If the neuralgic pain persists after months of treatment (rare event), the option of a second intervention to identify the nerve stretch point and dissect it can be considered, as the resulting hyposensitivity is far preferable to neuralgia and , if we removed the prosthetic net, we could face a recurrence of the hernia.

Hernioplasty: how long can you go back to playing sports?

In the first days following the operation, the scar reaction definitively fixes the mesh to the tissues in order to guarantee a good hold of the plastic, but the recovery of physical activity must still be gradual: you can start with a light walk in order to avoid efforts on the abdominal muscles. Furthermore, since movements at the level of the abdominal wall increase the stimulus on the operated area, the use of an elastic brace is recommended to reduce the tension in this area and support the muscles.

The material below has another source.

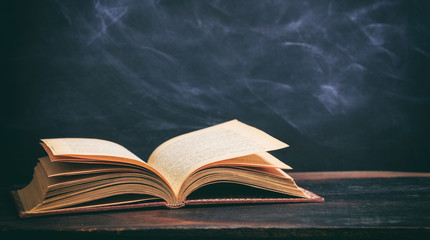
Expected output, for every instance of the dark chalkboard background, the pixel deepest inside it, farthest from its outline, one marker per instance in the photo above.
(345, 83)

It will be possible to increase the intensity of physical activity (exercise bike, swimming, more intense walking) after about 2 weeks, when the scar tissue will begin to stabilize by correctly fixing the prosthesis. Finally, after a month, it will be possible to return to more intense practices, gradually introducing the effort on the abdominal wall.

Don’t be afraid of postoperative pain!

It is important to keep in mind that there are no painless surgeries, as the tissues that must be cut and stitched necessarily suffer from the procedure, and that at the end of the operation there will always be an inflammatory stimulus. Postoperative pain, of a more or less important extent, is a reality that exists and that, in most cases, it is possible to deal with adequate drug therapy, which takes time to be effective.

It is recommended to inform the doctor about any postoperative problems and not to underestimate them: acting promptly avoids the continuation and / or worsening of the problem, as well as the need to resort to more invasive procedures. A very frequent mistake by patients is to take the medicines in a reduced dose or for a period of time shorter than that prescribed by the specialist. This leads to a worsening of the clinical picture and inflammation tends to become chronic, making longer, invasive and demanding treatments necessary.